Posted on November 02, 2021, 1:28 am
6 mins

Alberta’s Opposition New Democratic Party led the United Conservative Party in fund-raising for the third consecutive quarter of 2021, although not by the dramatic margins seen in the first two quarters.

This leaves Rachel Notley’s NDP far in the lead for year-to-date contributions from Albertans, but it contains a warning for the party’s supporters too. 

Alberta Premier Jason Kenney (Photo: Alberta Newsroom/Flickr).

To wit, you can’t discount the effectiveness of the Conservative fund-raising machine, even in desperate times like these for the party and its unpopular leader, Premier Jason Kenney. 

This is all the more true since the UCP has no shortage of deep-pocketed donors who can afford to fork over large donations. 

Only about 17 per cent of the cash raised by the right-wing governing party came from small donors who gave less than $250, according to figures released yesterday by Elections Alberta. Close to 40 per cent of the NDP’s funds came from the same kind of small donors. 

Still, the NDP raised $1,367,080.50 in the third quarter, while the UCP raised $1,235,482.45.

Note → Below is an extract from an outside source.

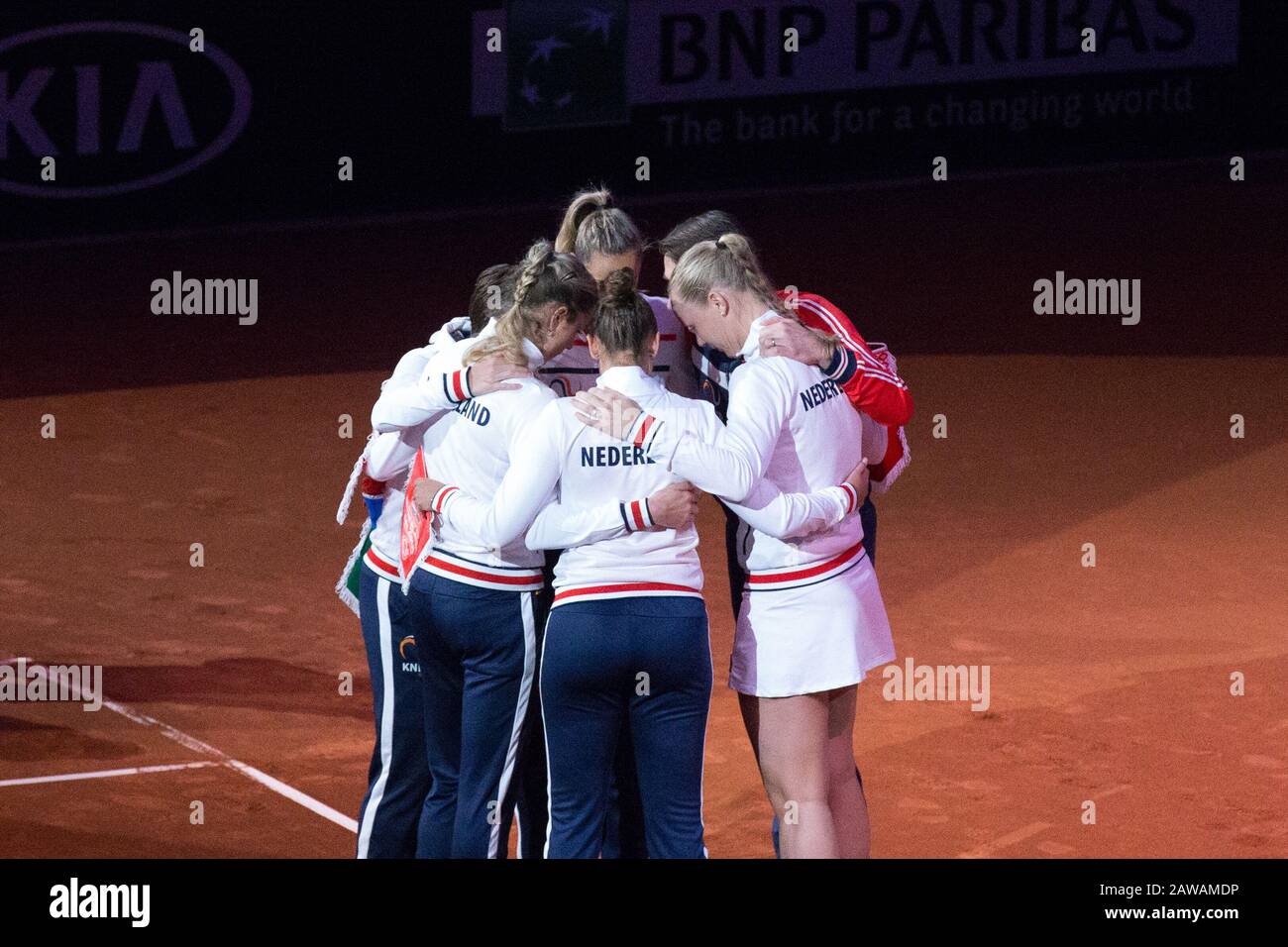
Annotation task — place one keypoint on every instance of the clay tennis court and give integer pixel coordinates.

That was down a little from the NDP’s second-quarter contributions, which exceeded $1.5 million, compared to $771,000 for the UCP in the second quarter, which may have reflected confidence by NDP supporters because of their party’s strong polling and fundraising to date. 

Certainly its much-stronger fundraising performance in the first two quarters left the NDP far ahead of the UCP for political donations through the year to date: $4,060,290.40 to $2,596,202.81.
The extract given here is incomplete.